Complexity (Jan 2021)
Benchmark Pashto Handwritten Character Dataset and Pashto Object Character Recognition (OCR) Using Deep Neural Network with Rule Activation Function
Abstract
In the area of machine learning, different techniques are used to train machines and perform different tasks like computer vision, data analysis, natural language processing, and speech recognition. Computer vision is one of the main branches where machine learning and deep learning techniques are being applied. Optical character recognition (OCR) is the ability of a machine to recognize the character of a language. Pashto is one of the most ancient and historical languages of the world, spoken in Afghanistan and Pakistan. OCR application has been developed for various cursive languages like Urdu, Chinese, and Japanese, but very little work is done for the recognition of the Pashto language. When it comes to handwritten character recognition, it becomes more difficult for OCR to recognize the characters as every handwritten character’s shape is influenced by the writer’s hand motion dynamics. The reason for the lack of research in Pashto handwritten character data as compared to other languages is because there is no benchmark dataset available for experimental purposes. This study focuses on the creation of such a dataset, and then for the evaluation purpose, a machine is trained to correctly recognize unseen Pashto handwritten characters.
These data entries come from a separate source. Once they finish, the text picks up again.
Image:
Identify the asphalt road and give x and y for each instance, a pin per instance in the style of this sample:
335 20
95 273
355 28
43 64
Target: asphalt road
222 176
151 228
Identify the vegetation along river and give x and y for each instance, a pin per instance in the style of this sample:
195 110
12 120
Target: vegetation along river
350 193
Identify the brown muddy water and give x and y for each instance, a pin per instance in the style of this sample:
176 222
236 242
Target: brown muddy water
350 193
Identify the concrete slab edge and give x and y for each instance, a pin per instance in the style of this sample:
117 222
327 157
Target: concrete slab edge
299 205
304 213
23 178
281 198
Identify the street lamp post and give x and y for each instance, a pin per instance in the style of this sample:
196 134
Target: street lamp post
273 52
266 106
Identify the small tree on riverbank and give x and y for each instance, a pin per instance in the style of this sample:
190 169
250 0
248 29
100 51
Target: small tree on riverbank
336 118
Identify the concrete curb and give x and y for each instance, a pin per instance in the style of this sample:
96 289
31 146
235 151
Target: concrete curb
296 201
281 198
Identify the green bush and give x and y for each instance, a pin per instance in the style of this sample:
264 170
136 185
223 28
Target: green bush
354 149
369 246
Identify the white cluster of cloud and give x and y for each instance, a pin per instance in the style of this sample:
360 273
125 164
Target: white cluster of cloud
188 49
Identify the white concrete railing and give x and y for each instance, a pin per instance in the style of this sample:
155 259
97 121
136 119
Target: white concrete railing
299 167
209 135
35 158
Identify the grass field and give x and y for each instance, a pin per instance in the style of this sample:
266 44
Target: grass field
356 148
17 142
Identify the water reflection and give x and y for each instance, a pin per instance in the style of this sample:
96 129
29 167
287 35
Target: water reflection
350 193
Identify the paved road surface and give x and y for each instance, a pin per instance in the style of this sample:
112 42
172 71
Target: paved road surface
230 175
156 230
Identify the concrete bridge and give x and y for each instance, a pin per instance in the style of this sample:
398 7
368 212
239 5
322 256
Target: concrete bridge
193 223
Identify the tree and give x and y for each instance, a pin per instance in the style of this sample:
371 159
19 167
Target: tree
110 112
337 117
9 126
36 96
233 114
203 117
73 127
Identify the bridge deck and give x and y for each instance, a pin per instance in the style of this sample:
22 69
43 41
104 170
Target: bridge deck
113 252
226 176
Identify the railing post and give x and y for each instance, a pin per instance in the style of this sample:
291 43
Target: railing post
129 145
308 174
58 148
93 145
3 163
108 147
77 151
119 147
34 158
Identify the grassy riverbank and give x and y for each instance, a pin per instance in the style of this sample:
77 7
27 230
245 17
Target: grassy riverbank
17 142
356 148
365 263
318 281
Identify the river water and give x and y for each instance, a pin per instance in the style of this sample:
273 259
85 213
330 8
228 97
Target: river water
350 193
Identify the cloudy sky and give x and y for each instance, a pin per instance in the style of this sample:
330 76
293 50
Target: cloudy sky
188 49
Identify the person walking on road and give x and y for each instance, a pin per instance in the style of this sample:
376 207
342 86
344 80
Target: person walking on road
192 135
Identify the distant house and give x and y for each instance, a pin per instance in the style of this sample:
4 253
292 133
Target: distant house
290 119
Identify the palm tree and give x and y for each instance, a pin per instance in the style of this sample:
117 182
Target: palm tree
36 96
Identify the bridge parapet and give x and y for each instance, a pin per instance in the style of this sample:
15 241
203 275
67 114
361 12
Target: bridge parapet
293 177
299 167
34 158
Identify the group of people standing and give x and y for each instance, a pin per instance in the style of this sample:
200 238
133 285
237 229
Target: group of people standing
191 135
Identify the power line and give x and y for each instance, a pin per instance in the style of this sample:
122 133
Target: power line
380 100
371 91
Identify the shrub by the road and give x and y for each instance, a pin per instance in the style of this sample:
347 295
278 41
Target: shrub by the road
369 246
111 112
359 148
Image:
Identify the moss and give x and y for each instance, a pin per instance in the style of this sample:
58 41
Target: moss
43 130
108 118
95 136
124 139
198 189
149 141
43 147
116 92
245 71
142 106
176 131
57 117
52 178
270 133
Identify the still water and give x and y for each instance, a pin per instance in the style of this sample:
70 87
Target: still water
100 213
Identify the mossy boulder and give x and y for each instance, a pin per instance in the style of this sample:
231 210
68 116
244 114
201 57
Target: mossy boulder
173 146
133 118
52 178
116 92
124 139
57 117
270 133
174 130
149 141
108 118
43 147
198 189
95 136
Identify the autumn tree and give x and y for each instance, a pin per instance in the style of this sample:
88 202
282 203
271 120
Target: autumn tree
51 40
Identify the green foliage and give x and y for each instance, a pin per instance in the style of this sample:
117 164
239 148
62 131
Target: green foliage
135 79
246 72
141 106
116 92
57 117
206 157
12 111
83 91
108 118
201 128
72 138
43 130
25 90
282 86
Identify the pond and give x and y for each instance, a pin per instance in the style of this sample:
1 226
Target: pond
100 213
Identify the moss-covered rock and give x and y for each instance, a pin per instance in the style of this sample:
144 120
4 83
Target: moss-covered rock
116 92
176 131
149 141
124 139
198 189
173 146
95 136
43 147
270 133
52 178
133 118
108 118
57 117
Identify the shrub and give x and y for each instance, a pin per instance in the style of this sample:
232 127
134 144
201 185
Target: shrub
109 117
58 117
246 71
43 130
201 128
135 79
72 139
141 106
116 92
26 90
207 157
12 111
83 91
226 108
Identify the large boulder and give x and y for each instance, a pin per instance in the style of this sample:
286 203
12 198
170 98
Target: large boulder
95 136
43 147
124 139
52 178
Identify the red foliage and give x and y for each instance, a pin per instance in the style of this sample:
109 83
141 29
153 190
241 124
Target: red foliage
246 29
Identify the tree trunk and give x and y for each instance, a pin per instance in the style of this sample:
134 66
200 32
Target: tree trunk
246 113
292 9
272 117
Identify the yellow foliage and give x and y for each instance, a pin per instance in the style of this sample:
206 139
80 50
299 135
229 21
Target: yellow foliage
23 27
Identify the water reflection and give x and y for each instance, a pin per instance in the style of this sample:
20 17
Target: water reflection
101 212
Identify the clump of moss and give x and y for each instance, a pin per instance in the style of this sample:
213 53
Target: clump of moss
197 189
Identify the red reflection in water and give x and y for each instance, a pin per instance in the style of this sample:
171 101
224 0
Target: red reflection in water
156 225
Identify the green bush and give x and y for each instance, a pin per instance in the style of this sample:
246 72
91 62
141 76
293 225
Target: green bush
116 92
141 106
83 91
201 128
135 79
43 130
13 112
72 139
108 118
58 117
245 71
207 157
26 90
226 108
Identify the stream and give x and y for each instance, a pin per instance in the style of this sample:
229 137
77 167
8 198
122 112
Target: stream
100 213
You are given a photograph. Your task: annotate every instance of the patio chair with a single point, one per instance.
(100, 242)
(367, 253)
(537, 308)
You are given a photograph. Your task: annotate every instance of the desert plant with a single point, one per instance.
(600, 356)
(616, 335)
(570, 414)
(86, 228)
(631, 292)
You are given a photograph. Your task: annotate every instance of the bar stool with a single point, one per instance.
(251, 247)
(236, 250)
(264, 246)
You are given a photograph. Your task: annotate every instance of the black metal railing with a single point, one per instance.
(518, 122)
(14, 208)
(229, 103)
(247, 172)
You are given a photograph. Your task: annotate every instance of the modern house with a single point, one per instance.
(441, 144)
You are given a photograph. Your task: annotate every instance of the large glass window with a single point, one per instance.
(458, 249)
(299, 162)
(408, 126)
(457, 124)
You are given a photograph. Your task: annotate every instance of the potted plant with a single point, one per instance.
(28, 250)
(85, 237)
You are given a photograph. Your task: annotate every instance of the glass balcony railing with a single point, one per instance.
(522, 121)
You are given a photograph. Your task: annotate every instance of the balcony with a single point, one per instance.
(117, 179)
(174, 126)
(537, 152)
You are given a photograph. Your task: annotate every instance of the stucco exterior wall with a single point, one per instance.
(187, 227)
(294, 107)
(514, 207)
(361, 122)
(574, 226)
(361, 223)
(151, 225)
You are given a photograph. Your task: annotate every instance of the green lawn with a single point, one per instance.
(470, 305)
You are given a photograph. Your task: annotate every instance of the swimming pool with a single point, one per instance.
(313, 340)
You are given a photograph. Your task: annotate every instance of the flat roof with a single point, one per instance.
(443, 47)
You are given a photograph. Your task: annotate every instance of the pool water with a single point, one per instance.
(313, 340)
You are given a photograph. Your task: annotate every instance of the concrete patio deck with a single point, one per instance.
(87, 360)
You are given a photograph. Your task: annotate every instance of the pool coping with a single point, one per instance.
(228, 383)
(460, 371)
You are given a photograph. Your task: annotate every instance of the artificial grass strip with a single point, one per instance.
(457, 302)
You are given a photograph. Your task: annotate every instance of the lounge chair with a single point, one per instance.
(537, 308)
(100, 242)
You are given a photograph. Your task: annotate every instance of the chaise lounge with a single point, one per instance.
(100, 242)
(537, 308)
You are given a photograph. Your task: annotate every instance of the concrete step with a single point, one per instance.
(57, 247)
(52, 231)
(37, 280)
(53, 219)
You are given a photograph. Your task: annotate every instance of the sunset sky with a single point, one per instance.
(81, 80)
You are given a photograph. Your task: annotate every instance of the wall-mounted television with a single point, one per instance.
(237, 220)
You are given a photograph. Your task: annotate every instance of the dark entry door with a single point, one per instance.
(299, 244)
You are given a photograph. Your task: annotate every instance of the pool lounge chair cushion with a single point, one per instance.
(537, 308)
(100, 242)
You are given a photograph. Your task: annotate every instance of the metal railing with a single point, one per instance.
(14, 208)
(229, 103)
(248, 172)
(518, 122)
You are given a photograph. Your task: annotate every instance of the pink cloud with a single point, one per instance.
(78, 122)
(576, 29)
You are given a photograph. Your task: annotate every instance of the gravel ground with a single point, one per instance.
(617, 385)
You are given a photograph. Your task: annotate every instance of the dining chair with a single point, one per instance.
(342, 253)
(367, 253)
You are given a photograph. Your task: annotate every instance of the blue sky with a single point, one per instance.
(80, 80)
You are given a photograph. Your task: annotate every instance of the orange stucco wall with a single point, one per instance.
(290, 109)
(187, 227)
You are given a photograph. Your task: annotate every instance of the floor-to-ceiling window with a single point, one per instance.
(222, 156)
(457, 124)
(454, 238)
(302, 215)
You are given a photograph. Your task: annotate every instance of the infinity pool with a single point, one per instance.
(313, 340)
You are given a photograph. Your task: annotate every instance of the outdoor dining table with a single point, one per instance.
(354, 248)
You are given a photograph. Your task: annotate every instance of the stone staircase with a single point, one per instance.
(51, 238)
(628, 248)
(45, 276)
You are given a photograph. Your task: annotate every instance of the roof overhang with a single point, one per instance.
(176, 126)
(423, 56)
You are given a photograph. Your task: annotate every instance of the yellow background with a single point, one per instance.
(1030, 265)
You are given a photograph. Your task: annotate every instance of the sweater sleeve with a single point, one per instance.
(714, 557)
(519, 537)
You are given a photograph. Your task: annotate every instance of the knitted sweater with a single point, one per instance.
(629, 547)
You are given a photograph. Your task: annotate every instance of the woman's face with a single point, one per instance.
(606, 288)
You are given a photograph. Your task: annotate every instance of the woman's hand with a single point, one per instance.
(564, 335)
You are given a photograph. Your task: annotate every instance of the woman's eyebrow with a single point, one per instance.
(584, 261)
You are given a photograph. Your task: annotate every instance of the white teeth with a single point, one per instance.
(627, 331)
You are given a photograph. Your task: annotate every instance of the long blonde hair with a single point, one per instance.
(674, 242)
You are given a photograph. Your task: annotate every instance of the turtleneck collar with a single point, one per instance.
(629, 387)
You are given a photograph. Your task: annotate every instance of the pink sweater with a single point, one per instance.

To achieve this objective, a dataset of 43000 images was created. Three Feed Forward Neural Network models with backpropagation algorithm using different Rectified Linear Unit (ReLU) layer configurations (Model 1 with 1-ReLU Layer, Model 2 with 2-ReLU layers, and Model 3 with 3-ReLU Layers) were trained and tested with this dataset. The simulation shows that Model 1 achieved accuracy up to 87.6% on unseen data while Model 2 achieved an accuracy of 81.60% and 3% accuracy, respectively. Similarly, loss (cross-entropy) was the lowest for Model 1 with 0.15 and 3.17 for training and testing, followed by Model 2 with 0.7 and 4.2 for training and testing, while Model 3 was the last with loss values of 6.4 and 3.69. The precision, recall, and f-measure values of Model 1 were better than those of both Model 2 and Model 3. Based on results, Model 1 (with 1 ReLU activation layer) is found to be the most efficient as compared to the other two models in terms of accuracy to recognize Pashto handwritten characters.